Pedro García Cabrera – Fuerteventura
A Domingo Dumpierrez Marrero, lo detuvieron la noche del 26 de diciembre del 36 en la casa familiar de Betancuria, Fuerteventura. Cuando llegó al cuartelillo de Puerto Cabras ya los falangistas le habían partido un brazo por los golpes en el coche de los Chacones. Allí se encontró con más compañeros conocidos de la isla, muchos miembros de sindicatos y sociedades obreras, además de varios maestros de escuela encerrados en aquel diminuto recinto preparado para cuatro o cinco hombres, donde habían más de cincuenta, hacinados, sin casi poder moverse y pisando sobre orines y excrementos.

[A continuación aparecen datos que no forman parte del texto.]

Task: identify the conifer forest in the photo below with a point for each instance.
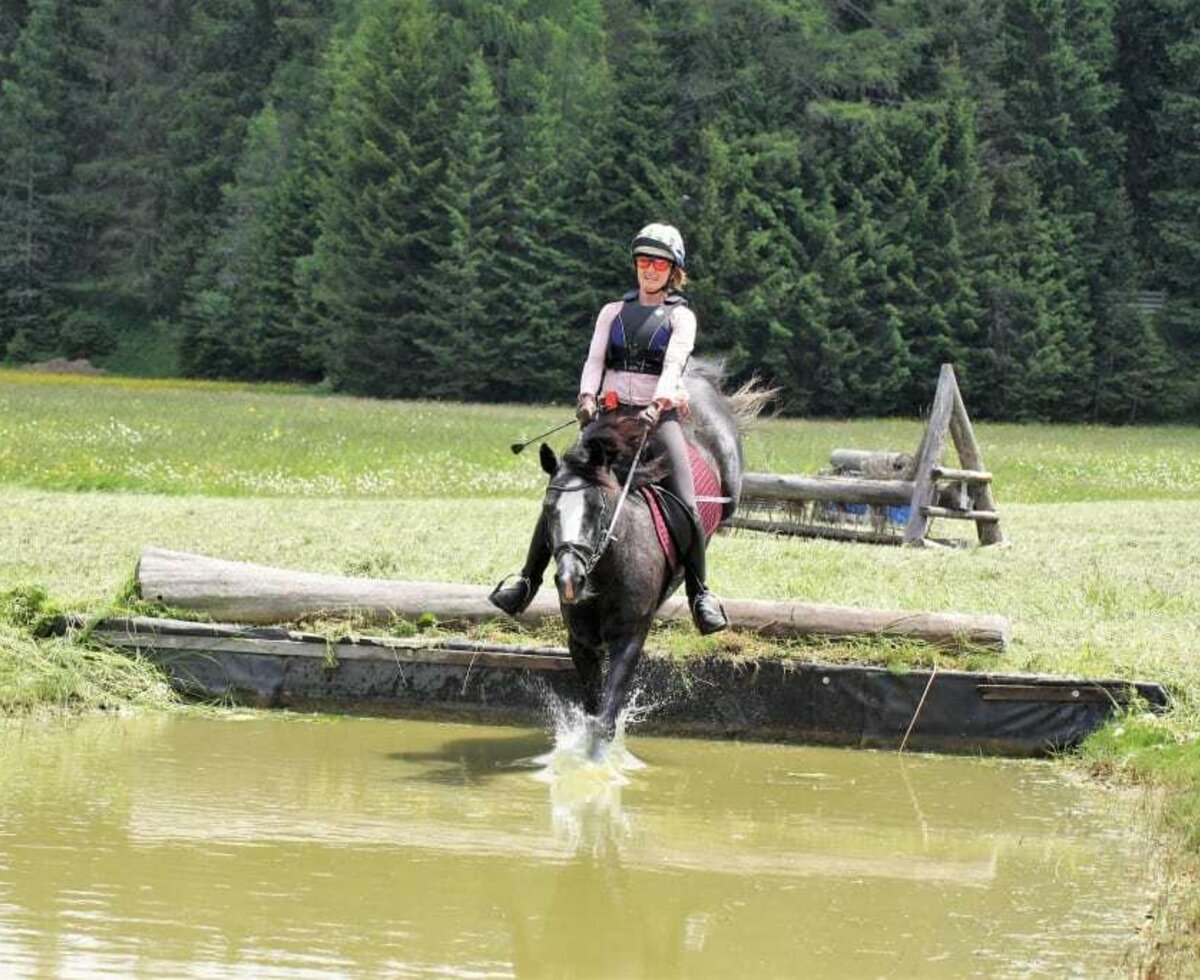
(432, 198)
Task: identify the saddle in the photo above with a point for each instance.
(671, 521)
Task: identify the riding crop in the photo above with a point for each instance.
(610, 534)
(519, 446)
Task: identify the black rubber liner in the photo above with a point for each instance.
(712, 697)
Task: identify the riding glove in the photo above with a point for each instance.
(586, 409)
(649, 415)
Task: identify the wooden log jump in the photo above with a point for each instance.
(245, 593)
(917, 486)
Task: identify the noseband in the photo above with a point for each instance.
(588, 553)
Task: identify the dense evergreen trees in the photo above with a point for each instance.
(431, 198)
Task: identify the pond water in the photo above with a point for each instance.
(291, 846)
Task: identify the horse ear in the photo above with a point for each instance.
(599, 452)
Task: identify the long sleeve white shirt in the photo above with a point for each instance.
(633, 388)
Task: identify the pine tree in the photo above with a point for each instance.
(33, 172)
(381, 164)
(459, 336)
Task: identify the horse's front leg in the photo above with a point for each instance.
(587, 655)
(624, 651)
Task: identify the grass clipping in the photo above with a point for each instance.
(70, 673)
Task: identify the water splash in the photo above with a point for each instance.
(586, 777)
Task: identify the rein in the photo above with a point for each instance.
(610, 535)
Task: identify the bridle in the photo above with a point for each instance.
(592, 554)
(587, 552)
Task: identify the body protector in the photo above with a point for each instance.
(639, 335)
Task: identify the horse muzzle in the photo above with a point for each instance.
(570, 577)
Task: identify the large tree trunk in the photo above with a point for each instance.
(244, 593)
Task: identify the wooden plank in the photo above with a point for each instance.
(1053, 692)
(813, 530)
(844, 490)
(965, 475)
(245, 593)
(955, 515)
(895, 463)
(931, 448)
(971, 457)
(334, 651)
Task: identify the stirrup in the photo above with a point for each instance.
(513, 599)
(707, 613)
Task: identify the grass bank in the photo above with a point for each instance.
(1101, 578)
(46, 673)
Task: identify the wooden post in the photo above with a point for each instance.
(972, 460)
(949, 416)
(929, 455)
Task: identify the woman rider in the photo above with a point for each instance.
(640, 347)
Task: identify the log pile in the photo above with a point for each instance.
(239, 591)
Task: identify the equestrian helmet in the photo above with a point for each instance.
(661, 240)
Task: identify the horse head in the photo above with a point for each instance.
(580, 499)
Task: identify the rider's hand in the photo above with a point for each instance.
(586, 409)
(649, 415)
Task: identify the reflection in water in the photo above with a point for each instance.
(307, 846)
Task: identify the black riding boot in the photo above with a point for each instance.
(515, 599)
(706, 608)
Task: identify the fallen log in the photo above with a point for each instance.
(240, 591)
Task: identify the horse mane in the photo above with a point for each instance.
(605, 451)
(705, 379)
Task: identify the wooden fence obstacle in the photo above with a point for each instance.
(239, 591)
(883, 498)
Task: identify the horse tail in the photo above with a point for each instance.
(749, 401)
(745, 404)
(719, 420)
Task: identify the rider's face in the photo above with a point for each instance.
(652, 272)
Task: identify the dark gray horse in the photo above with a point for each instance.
(609, 593)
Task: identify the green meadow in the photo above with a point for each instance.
(1101, 577)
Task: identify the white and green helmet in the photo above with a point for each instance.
(661, 240)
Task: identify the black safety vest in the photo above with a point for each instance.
(639, 335)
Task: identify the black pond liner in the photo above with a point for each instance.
(771, 699)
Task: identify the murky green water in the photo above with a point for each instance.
(295, 847)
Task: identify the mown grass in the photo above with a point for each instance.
(45, 671)
(172, 437)
(1099, 582)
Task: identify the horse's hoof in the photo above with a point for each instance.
(599, 739)
(708, 614)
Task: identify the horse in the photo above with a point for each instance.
(610, 585)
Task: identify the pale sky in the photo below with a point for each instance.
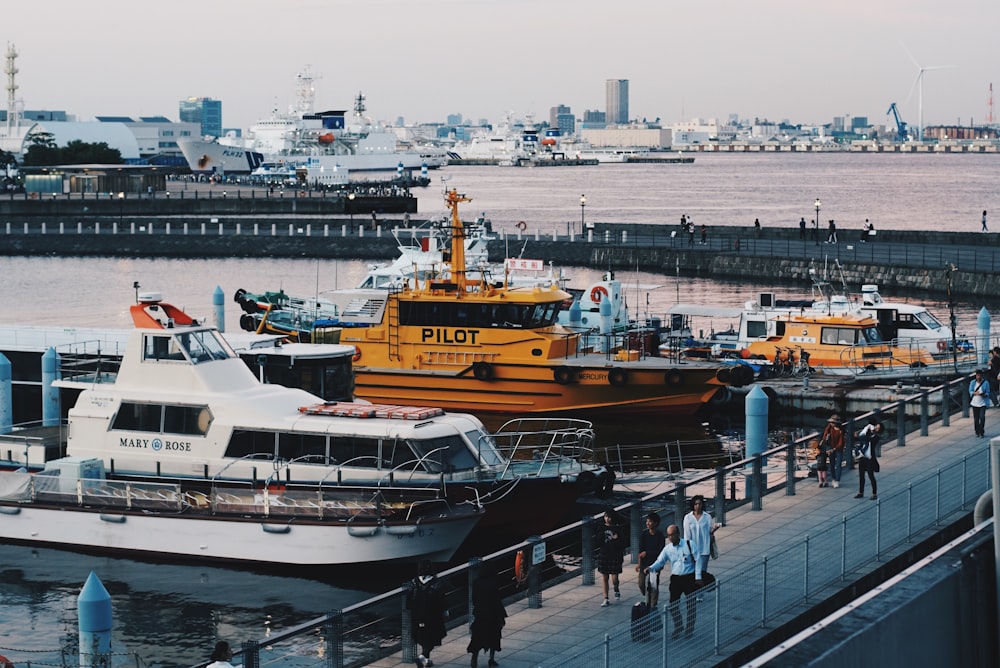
(800, 60)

Esa misma madrugada los llevaron con las manos amarradas a la espalda al vapor que hacía la ruta de la isla majorera a Lanzarote y Gran Canaria. Los acomodaron a la fuerza entre golpes brutales con barras de hierro en una de las bodegas del buque, unos sobre otros, sin comida ni agua durante todo el viaje.

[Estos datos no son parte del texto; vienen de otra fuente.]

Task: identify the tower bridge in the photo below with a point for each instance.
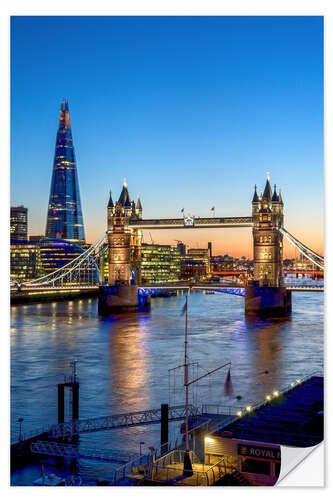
(266, 293)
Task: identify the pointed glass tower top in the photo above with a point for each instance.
(64, 218)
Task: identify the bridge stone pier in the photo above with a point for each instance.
(266, 294)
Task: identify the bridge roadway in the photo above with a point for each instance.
(191, 222)
(32, 293)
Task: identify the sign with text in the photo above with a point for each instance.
(247, 450)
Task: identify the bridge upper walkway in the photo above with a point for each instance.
(70, 273)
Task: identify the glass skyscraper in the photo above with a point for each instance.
(64, 217)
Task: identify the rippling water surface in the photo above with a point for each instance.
(123, 362)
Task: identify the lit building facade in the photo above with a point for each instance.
(18, 224)
(160, 263)
(200, 255)
(64, 218)
(25, 261)
(56, 253)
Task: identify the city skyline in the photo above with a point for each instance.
(192, 111)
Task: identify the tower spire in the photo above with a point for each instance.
(110, 204)
(275, 196)
(255, 198)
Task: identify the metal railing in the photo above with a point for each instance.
(78, 451)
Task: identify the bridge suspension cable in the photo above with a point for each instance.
(309, 254)
(74, 266)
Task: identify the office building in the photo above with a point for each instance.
(25, 261)
(18, 223)
(159, 263)
(64, 218)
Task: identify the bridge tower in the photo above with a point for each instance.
(267, 294)
(124, 242)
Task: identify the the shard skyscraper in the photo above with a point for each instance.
(64, 217)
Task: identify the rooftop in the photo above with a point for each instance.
(295, 418)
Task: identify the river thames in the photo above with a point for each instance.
(123, 362)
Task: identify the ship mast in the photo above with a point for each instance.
(186, 375)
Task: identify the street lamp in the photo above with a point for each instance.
(20, 420)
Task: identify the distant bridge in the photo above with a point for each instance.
(146, 417)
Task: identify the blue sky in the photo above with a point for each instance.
(191, 110)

Cuando al día siguiente casi oscureciendo llegaron al Puerto de Luz y de Las Palmas había dos muertos: un chico muy joven de apellido Caraballo, pescador de Tuineje que murió desangrado por una herida punzante en el estómago producida por un cuchillo de cortar pescado, junto a un señor de unos sesenta años, conocido por Hormiga, vecino de La Oliva, muy popular en el mundo de la lucha canaria, que se durmió durante la travesía y no volvió a despertar con un fuerte golpe en la cabeza y un ojo sacado con una cuchara.
En el Puerto antes del atraque, ante la mirada atónita del pasaje los sacaron a cubierta, parecían los fantasmas de un ejército derrotado. Desde allí los llevaron en fila de uno a una guagua que los esperaba en la explanada del Muelle Pesquero para trasladarlos al campo de concentración de La Isleta, conocido por “El infierno”.
Allí se encontraron con más de cinco mil hombres en su mayoría de la isla redonda, pero también con lanzaroteños, palmeros, gomeros, herreños, tinerfeños. Amontonados en los mugrientos barracones estaba media Canarias. Presos en condiciones insalubres, escuálidos, desnutridos, como esqueletos andantes, sus cuerpos muy dañados por el maltrato, las torturas y el apaleamiento casi constante de los cabos de vara.
Los majoreros se pusieron juntos, como niños buscando amparo y protección de unos a otros. Aquello era solo el principio de una terrible odisea por el horror.